Usually the metrics we measure are an indirect substitute for what we actually want to measure, e.g., lines of code as a measure of programmer productivity. What inevitably happens is that behaviour is optimised for the metric, and not what the metric was intending to measure. It's really just gaming the system.

Tl;dr if you don't know what your goals are, you won't achieve them. Shocking!

Though in half his examples (education, politics, baseball), the complaint actually seems to be "other people don't share my goals".

What this has to do with measurement, I have no idea. Would this problem occur less if we non-quantitatively tried to achieve the wrong goal?

the complaint actually seems to be "other people don't share my goals

I guess. But i think what he is driving at is, in data driven world, we can lose sight of bigger picture ie in quest for test scores we can unreasonably stress kids out, in quest for profits we can shit on employees and the environment, etc.

Just taking the last point, people generally like parks and nature. What person would say "oh yes id love to pollute my closest river?"

but then suppose you ran a factory on a river, and it would cost your company 90% of profits to dispose of your factory's waste in an environmentally sound way, and you are measured on how much profits you bring in. Or you can dump in the river for free.

Would you choose to dump your waste into the river? I think most people would.
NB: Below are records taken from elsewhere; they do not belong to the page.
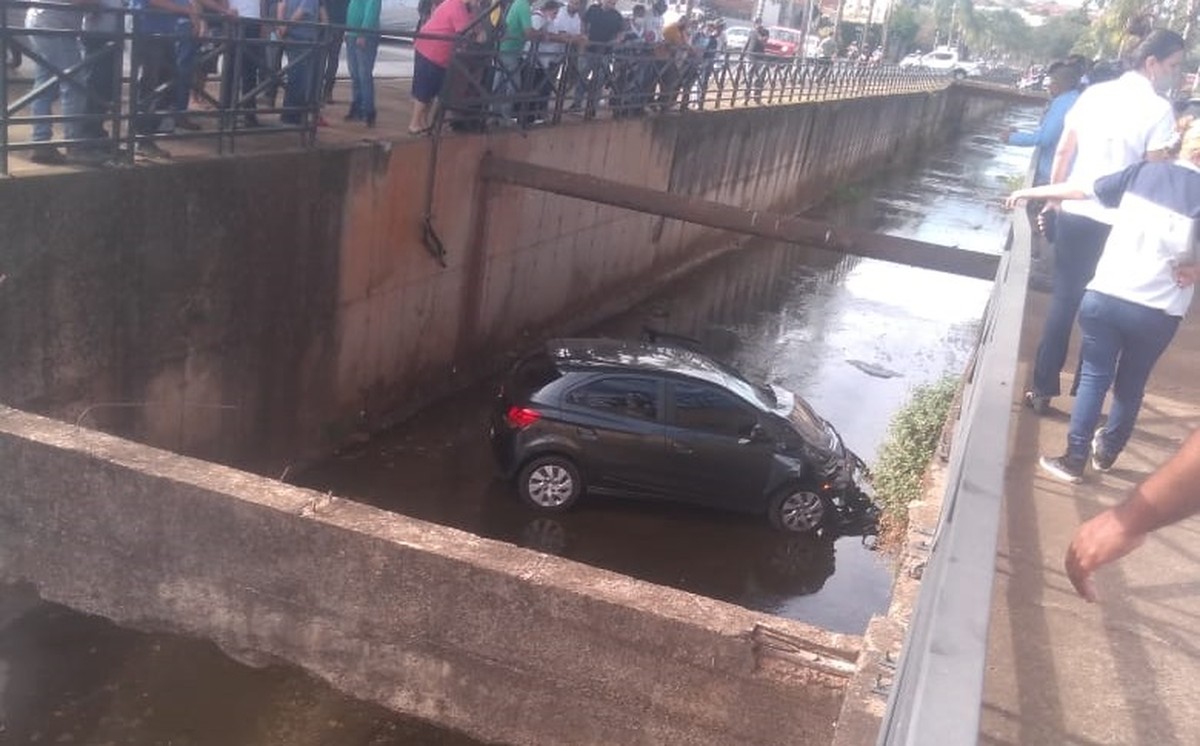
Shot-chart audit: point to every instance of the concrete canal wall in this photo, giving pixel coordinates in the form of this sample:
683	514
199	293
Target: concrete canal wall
505	644
258	310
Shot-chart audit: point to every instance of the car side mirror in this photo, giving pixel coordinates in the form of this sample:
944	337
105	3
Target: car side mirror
757	434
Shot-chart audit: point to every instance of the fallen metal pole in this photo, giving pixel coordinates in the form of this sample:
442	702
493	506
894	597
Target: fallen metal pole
738	220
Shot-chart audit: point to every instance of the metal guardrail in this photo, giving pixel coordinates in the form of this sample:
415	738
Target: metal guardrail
130	104
937	690
486	89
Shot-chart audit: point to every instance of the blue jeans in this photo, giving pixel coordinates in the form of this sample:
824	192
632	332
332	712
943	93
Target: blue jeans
1078	247
593	77
1122	341
61	52
298	90
361	62
186	46
508	82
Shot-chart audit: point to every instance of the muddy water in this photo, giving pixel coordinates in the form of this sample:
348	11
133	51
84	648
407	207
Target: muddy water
851	336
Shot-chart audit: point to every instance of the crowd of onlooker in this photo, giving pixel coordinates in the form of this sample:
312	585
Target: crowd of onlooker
179	43
1117	174
522	54
557	50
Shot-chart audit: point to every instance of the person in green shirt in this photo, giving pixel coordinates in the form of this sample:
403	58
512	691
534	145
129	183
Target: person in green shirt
517	29
361	46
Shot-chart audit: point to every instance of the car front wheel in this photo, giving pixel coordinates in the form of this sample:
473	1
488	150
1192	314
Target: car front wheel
797	510
550	483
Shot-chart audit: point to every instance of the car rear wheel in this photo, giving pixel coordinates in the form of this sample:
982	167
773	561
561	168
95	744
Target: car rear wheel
797	510
550	483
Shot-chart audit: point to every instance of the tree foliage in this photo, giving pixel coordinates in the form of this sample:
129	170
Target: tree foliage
999	34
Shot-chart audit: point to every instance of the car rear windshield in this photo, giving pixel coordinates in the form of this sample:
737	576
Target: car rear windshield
532	374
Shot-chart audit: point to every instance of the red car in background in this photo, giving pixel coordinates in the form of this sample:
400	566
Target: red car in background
787	42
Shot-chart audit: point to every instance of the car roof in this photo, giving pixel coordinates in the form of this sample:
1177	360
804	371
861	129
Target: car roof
647	356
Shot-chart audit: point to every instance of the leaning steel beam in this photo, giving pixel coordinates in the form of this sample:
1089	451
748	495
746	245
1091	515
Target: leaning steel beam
739	220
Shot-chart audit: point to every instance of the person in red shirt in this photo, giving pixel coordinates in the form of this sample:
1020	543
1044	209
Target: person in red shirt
432	58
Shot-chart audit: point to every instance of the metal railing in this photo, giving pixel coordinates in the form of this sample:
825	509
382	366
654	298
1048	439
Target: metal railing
937	690
486	88
130	91
131	96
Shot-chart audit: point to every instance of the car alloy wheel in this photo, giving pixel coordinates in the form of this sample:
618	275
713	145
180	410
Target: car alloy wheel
550	483
798	511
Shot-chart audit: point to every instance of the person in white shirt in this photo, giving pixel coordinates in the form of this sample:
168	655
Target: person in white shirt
252	60
1111	126
1133	305
565	31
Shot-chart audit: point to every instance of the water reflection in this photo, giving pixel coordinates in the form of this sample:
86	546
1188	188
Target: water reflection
796	316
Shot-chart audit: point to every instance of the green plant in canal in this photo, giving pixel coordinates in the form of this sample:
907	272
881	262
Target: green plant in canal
845	193
899	471
1013	181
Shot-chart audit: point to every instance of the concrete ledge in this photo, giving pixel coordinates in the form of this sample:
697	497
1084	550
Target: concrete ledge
502	643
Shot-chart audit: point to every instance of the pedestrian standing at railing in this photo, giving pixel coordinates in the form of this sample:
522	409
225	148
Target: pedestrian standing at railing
432	53
677	42
517	30
186	31
361	44
337	12
540	54
300	37
105	72
60	52
1111	125
754	64
250	53
16	17
1133	305
565	35
155	23
603	25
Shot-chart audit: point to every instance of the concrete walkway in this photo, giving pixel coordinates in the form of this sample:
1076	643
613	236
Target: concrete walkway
1063	672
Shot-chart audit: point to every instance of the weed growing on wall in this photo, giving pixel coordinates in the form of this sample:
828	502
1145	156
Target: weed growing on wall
899	471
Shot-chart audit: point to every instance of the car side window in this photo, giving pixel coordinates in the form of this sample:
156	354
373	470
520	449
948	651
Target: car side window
631	397
709	409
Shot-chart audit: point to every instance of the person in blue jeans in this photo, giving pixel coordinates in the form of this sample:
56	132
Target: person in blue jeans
300	47
1134	302
63	52
361	46
1111	126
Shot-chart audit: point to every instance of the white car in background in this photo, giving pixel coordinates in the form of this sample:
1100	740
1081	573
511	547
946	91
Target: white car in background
736	37
399	16
947	59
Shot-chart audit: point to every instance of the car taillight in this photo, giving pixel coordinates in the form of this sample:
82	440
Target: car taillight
520	417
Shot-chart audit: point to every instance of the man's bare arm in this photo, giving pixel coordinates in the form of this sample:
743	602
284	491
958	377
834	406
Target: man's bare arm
1169	494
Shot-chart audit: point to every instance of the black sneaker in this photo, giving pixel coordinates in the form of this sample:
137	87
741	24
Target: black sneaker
1038	403
48	156
148	149
1063	468
1101	461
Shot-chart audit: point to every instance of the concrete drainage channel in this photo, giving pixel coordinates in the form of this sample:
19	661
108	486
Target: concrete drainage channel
424	619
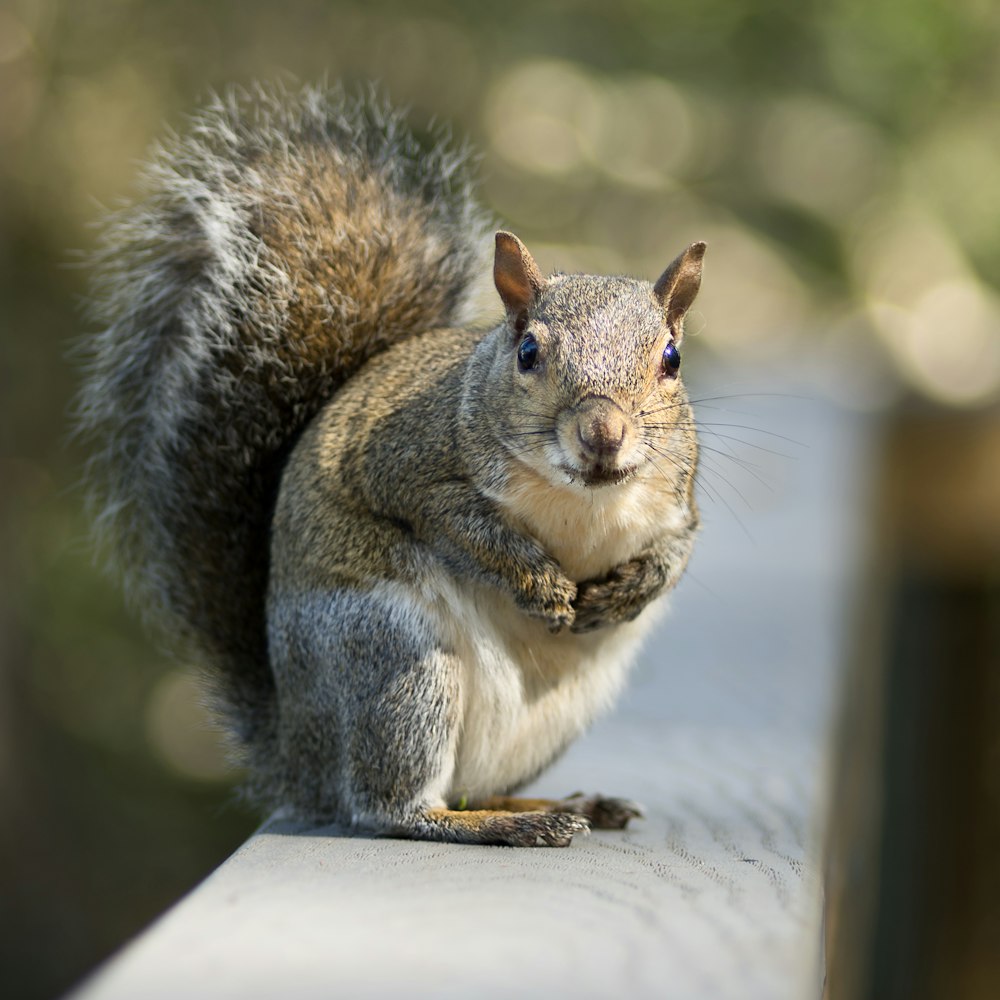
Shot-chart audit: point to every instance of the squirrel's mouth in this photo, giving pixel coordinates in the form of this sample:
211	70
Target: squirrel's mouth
600	475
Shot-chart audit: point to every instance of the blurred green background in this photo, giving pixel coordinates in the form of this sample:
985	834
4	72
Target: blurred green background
841	157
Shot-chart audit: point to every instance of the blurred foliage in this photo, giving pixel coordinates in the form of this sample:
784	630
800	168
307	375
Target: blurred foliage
841	158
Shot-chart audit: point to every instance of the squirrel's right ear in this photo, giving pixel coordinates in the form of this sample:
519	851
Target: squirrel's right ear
679	284
516	276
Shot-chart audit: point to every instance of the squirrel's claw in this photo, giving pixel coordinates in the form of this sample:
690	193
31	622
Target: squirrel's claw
603	813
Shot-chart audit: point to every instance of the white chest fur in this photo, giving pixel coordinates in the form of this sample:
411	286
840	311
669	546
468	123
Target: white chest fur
525	694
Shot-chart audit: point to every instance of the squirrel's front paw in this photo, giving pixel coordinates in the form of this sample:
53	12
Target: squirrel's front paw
552	601
618	597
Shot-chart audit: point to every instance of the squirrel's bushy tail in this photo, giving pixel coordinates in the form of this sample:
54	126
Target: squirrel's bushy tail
277	245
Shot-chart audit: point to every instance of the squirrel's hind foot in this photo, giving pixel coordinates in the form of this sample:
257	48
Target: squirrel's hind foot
602	813
488	826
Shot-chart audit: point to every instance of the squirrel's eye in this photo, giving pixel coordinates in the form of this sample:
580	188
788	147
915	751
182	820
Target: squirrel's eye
527	354
671	360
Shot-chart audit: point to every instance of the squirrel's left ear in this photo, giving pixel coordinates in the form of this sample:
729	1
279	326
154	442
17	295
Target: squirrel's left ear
678	286
516	276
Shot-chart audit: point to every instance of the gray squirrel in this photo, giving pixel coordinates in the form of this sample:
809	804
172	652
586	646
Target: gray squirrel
415	557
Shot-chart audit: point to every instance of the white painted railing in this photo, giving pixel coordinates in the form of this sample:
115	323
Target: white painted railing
723	736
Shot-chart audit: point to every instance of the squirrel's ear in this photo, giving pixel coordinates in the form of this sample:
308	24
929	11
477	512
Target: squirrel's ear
679	285
516	275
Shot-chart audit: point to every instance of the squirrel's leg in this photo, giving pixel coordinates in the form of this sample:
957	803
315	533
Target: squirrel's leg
622	593
603	813
382	682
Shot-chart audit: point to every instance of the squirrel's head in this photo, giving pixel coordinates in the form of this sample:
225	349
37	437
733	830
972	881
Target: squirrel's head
585	379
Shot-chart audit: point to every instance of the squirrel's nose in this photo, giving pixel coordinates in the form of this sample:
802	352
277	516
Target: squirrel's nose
601	427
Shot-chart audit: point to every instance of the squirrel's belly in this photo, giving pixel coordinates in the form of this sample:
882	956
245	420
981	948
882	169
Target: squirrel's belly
526	694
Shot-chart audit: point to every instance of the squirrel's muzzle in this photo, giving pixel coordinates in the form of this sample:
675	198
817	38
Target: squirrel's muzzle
598	435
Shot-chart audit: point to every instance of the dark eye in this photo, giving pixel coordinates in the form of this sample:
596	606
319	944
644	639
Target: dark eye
671	360
527	354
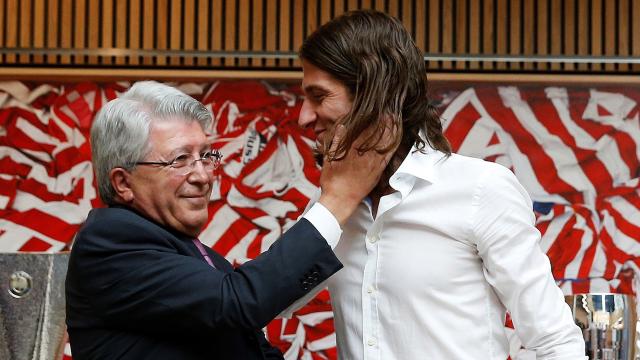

I'd like to think that most people wouldn't. I'd rather run no business at all.
I think Goodhart's law is closest to what he is getting at. There is also the aphorism of Deming, that the most important figures for managing your business are unknown and unknowable. We want to measure successful learning. Instead, we measure test scores. Whatever figures actually measure successful learning are unknown and likely unknowable. "Management", in this case the parents, teachers and administration, are focused on test scores and other marks of achievement. College admissions departments have their own measures that may include all of these things. But, in the end, hitting high values for these targets may not be reaching the actual goal. It's a good way of looking at an age-old problem.
One solution to this problem is making "flipped classroom" a mandatory at all the schools.i.e. students go thru lectures/videos at home and do homework collaboratively in the Classroom. The Real world is more collaborative compared to our schools. Flipped Classroom is proven to increase scores as well. Question: What efforts are you willing to put in making this happen?
I haven't seen any sources showing that flipped classrooms were proven to increase scores- what studies are you referring to?

Edit: grammar

> The Real world is more collaborative compared to our schools

People keep saying this. I must be living in a different shard of the real world than those people. Collaboration is nice, but at the end of the day, the work has to actually be done, not just talked about.

Distinguishing between work requiring a heads-down approach and work that can be sped up by collaboration (shared understanding, parallelisable tasks) needs to be learned and school's a good a place to get started on that as any.